Buy Stop Limit Orders For Swing Traders
Buy stop limit orders for swing traders covers the basics of how a buy stop limit order works and how it fits into the execution process of a swing trading strategy like the one we implement here at The Trade Risk.
What is a buy stop Limit order?
A buy stop limit order instructs a broker to purchase a security when it hits a strike price that is higher than the current spot price. Once the price hits that strike, the order becomes a traditional limit order to buy that security at the limit price or better.
Here’s what the order entry window looks like for a buy stop limit order in Interactive Brokers.
Why use a buy stop limit order for entering a trade?
Traders choose to use buy stop limit orders for entering a trade when they are looking for confirmation, continuation, or momentum through a certain price level before entering into the position.
For instance, if stock XYZ has repeatedly failed to rally above a particular price, say $50, over the past few weeks, a trader may want to get long the stock for a breakout once it has proven that there is enough demand to clear over the $50 area.
To accomplish this the trader could enter a buy stop limit order at $50.50, which would get them into a long position on momentum. We’ll look at some more examples below.
Buy stop limit versus buy stop
What’s the difference between a buy stop limit order and just an ordinary buy stop order and why choose one over the other?
The stop part of each order is the same. Both orders will only be executed once that stop price is triggered. What happens after the stop price is achieved is where the difference between the two orders comes in.
If you are using a buy stop limit order, you will then have a limit order entered into the market at whatever limit price you choose (this order type requires you to enter in a price for both the stop and limit component of the order). This means your limit order may not get executed right away if you enter a price under the current bid/ask spread.
A buy stop, on the other hand, will turn into a market order to buy stock immediately at whatever price is currently on the ask. That’s a good thing for ensuring an immediate fill, but a risky proposition if the bid/ask spread is wide or a market is moving fast.
If a swing trader enters a good ’till canceled (GTC) buy stop order in the system at $51 and the next morning there is some terrific news that causes the stock to gap open over $60 at the start of the next session then this order will fill the trader at the opening price of $60 when the expectations of a fill was probably closer to the stop price of $50.
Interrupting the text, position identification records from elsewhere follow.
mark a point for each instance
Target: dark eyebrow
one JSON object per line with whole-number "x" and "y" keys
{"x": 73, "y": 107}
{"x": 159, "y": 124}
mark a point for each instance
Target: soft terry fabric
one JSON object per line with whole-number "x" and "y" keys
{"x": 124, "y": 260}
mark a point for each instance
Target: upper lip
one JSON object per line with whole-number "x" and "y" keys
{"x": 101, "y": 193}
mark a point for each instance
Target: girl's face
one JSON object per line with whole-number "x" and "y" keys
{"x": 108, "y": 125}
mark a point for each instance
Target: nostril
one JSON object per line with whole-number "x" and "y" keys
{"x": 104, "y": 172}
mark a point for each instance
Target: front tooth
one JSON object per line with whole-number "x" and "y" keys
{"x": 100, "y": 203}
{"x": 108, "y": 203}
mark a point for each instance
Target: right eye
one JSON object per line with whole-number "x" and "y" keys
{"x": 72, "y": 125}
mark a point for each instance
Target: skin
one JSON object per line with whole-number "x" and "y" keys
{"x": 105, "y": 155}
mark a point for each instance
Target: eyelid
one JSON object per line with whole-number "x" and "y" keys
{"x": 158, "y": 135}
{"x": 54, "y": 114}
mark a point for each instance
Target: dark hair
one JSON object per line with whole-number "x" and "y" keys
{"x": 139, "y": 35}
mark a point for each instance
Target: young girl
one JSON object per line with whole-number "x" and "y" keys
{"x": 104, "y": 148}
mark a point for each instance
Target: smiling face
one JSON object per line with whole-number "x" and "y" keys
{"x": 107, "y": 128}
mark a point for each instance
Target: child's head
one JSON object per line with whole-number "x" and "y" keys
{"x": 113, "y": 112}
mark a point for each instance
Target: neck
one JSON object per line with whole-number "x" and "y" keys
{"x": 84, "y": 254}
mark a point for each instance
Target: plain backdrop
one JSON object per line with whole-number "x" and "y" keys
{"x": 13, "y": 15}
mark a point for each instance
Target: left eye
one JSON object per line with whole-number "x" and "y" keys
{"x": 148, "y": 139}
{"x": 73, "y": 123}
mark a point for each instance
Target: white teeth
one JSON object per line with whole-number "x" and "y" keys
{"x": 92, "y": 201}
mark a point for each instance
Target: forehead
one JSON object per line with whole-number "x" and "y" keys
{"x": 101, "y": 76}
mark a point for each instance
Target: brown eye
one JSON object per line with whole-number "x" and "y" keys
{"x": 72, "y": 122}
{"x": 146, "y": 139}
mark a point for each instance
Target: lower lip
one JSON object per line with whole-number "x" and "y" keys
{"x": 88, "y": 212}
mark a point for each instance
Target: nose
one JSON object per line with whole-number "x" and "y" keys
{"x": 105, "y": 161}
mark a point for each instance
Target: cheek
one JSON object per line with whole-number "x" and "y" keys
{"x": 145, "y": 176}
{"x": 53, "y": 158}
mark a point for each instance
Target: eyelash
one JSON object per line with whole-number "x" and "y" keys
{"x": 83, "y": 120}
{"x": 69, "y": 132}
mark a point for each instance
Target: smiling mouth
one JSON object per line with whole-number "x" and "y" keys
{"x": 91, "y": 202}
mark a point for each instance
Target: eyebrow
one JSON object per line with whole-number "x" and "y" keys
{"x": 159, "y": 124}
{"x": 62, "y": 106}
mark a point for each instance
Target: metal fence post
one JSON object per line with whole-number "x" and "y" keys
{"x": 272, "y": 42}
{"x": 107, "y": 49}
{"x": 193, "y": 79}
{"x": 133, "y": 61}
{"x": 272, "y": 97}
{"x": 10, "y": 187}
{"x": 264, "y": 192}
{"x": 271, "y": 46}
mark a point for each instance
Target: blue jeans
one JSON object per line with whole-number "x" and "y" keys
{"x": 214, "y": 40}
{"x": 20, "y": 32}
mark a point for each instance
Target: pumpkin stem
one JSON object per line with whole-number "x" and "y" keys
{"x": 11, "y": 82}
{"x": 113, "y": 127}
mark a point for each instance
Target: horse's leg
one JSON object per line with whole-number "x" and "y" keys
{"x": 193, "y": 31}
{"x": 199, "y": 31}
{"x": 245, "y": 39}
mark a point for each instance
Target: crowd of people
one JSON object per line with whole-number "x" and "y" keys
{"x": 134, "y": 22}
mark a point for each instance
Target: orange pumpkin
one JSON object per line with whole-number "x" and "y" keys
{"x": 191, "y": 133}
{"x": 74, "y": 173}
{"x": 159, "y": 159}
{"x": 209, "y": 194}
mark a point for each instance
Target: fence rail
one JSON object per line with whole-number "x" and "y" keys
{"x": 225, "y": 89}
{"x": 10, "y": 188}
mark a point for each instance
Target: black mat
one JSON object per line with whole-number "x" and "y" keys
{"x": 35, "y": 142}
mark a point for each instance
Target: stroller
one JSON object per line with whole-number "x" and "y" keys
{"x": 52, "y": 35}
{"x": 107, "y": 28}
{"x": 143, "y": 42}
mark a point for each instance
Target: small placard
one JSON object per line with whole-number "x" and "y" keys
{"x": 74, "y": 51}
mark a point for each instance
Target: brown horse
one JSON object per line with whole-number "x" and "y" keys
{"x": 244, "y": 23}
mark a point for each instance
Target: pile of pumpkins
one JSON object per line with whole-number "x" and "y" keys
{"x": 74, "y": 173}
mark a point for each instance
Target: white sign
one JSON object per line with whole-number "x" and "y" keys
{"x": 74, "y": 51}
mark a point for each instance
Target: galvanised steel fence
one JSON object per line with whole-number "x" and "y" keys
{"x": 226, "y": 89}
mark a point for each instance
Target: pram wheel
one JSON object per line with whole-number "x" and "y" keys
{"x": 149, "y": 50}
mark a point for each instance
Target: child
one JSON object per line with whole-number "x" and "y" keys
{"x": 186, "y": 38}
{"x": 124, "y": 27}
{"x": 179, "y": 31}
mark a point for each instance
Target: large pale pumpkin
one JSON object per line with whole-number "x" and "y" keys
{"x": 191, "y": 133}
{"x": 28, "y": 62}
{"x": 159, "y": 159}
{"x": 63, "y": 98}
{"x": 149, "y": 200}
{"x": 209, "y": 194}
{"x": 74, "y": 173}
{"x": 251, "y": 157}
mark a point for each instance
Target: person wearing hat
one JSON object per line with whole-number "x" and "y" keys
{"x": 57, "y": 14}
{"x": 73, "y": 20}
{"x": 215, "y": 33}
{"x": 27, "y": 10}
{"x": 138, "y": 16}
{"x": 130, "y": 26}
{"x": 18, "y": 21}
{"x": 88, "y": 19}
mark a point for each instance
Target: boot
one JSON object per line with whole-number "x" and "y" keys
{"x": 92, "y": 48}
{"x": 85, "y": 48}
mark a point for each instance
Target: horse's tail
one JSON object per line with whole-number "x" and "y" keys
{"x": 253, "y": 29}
For this reason, I personally always use buy stop limit orders to ensure I am not getting filled at a price I do not want or did not anticipate.
How we use buy stop limit orders
Our swing trading strategy uses daily closing prices for our signal to enter trades. Since we scan for setups after the market closes for the day we will enter stop orders to get us involved in the trade the next day.
Here are some examples.
$BOFI was a trade signal for us to get long on June 4, 2018 as it accelerated higher through recent resistance on volume. A buy stop limit order gets placed just above the signal bar highs (42.99) and that order would have been triggered the next morning near the open to get us long.
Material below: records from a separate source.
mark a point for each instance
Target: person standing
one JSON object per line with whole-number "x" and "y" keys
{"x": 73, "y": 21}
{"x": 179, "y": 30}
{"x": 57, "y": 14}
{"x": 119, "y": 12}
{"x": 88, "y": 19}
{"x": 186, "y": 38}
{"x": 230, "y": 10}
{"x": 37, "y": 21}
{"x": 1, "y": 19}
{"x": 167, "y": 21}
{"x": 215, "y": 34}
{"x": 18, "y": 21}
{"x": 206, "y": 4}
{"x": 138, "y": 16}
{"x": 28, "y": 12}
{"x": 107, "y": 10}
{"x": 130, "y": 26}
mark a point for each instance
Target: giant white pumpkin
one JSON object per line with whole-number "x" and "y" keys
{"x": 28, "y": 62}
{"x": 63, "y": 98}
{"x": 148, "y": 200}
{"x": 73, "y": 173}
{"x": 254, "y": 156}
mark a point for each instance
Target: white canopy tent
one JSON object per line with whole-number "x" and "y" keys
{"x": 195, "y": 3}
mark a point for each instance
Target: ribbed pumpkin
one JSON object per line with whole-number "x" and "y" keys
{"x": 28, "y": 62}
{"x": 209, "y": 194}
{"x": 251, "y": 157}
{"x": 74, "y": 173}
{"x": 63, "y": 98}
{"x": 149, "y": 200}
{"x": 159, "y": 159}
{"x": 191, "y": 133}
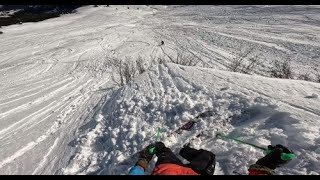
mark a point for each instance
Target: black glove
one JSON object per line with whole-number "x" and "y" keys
{"x": 145, "y": 156}
{"x": 201, "y": 161}
{"x": 276, "y": 156}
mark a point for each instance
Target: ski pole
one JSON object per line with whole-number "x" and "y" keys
{"x": 151, "y": 150}
{"x": 284, "y": 156}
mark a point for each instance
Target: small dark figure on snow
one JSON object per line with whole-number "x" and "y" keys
{"x": 201, "y": 162}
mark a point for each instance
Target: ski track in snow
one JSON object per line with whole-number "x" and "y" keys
{"x": 61, "y": 112}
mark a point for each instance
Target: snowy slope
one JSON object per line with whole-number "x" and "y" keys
{"x": 256, "y": 109}
{"x": 61, "y": 111}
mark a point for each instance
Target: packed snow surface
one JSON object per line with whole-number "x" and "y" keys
{"x": 62, "y": 112}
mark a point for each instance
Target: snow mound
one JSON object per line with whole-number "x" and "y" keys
{"x": 252, "y": 108}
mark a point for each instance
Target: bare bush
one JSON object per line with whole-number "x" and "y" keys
{"x": 128, "y": 69}
{"x": 241, "y": 65}
{"x": 140, "y": 64}
{"x": 281, "y": 69}
{"x": 317, "y": 74}
{"x": 305, "y": 77}
{"x": 184, "y": 58}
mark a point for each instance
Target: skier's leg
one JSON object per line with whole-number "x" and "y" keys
{"x": 201, "y": 161}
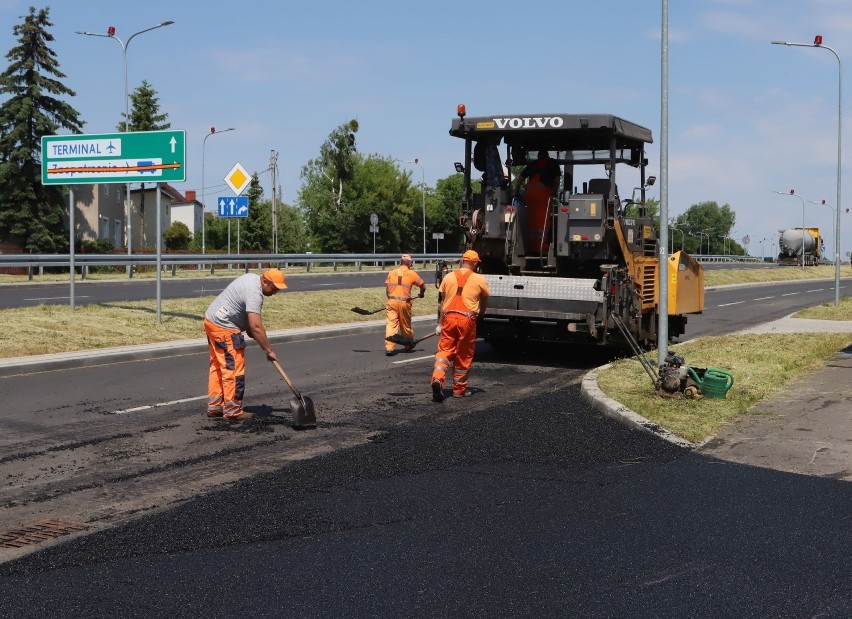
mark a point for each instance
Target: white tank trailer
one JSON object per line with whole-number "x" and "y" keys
{"x": 792, "y": 241}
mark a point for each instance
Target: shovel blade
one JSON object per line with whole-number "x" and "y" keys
{"x": 303, "y": 413}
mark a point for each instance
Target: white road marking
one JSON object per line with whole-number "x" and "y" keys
{"x": 159, "y": 404}
{"x": 76, "y": 296}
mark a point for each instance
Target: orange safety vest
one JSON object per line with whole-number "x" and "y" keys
{"x": 456, "y": 304}
{"x": 404, "y": 280}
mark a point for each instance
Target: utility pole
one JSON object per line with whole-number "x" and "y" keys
{"x": 273, "y": 166}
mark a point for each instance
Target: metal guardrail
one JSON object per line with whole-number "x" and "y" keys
{"x": 37, "y": 262}
{"x": 727, "y": 258}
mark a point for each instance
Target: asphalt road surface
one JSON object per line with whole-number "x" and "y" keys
{"x": 518, "y": 501}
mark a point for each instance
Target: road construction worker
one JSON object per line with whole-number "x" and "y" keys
{"x": 542, "y": 183}
{"x": 398, "y": 287}
{"x": 463, "y": 296}
{"x": 236, "y": 309}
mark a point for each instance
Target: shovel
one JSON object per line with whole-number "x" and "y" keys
{"x": 399, "y": 338}
{"x": 363, "y": 312}
{"x": 301, "y": 406}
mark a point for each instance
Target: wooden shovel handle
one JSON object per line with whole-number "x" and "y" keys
{"x": 287, "y": 379}
{"x": 425, "y": 337}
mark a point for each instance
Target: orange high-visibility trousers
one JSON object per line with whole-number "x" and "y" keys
{"x": 455, "y": 346}
{"x": 227, "y": 380}
{"x": 398, "y": 321}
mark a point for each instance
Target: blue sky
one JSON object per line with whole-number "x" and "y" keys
{"x": 746, "y": 118}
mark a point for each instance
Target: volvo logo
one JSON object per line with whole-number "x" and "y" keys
{"x": 529, "y": 122}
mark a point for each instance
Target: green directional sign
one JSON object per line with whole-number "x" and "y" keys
{"x": 137, "y": 157}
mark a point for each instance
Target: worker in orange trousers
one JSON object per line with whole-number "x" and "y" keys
{"x": 398, "y": 287}
{"x": 463, "y": 297}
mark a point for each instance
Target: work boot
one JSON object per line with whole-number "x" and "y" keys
{"x": 241, "y": 416}
{"x": 437, "y": 394}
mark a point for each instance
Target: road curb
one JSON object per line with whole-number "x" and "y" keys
{"x": 605, "y": 405}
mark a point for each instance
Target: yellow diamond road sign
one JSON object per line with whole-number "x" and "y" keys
{"x": 238, "y": 179}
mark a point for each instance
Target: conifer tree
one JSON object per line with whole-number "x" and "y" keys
{"x": 31, "y": 214}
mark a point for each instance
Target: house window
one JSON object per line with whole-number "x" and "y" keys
{"x": 103, "y": 233}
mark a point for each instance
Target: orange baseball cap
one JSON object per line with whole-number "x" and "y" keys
{"x": 276, "y": 276}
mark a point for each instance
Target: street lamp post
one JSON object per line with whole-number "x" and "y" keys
{"x": 111, "y": 35}
{"x": 422, "y": 195}
{"x": 818, "y": 43}
{"x": 793, "y": 193}
{"x": 203, "y": 203}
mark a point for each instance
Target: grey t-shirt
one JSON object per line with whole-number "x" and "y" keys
{"x": 230, "y": 309}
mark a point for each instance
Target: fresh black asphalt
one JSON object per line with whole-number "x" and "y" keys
{"x": 536, "y": 508}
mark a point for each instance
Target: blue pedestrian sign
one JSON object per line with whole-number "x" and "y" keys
{"x": 233, "y": 207}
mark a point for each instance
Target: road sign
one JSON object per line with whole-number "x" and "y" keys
{"x": 233, "y": 207}
{"x": 238, "y": 179}
{"x": 139, "y": 156}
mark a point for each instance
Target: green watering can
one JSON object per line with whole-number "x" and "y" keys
{"x": 713, "y": 382}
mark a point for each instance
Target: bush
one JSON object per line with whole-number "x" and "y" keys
{"x": 177, "y": 236}
{"x": 100, "y": 246}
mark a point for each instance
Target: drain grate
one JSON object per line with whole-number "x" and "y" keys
{"x": 37, "y": 532}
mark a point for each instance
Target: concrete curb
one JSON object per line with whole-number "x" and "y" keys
{"x": 605, "y": 405}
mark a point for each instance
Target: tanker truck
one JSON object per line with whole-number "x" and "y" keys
{"x": 584, "y": 267}
{"x": 792, "y": 242}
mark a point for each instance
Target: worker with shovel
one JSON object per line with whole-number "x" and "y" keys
{"x": 398, "y": 287}
{"x": 236, "y": 309}
{"x": 463, "y": 296}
$GPRK was another trade setup and signal for us back on May 15, 2018. We repeat the same process and enter a buy stop limit order pennies above the signal bar highs (15.60) and once again the order was triggered and filled the next day.
Trade setups don’t always trigger and that’s a good thing. Remember, we only want to enter on confirmation that the stock is ready to move in our favor.
Here’s an example of a setup that would have never triggered in $BMRN.
The stock gapped down the next morning and proceeded to sell off throughout the day never triggering our buy stop order.
Buy stop limit orders for swing traders
Hopefully, this article has helped you understand the basics of buy stop orders, why a trader would want to use them, and how they can fit into a trading strategy.
All of the examples we looked at and discussed in this article were from the perspective of a swing trader (overnight holds) but these orders are equally as effective for shorter time-frame intraday charts.
Thanks for reading and good luck out there.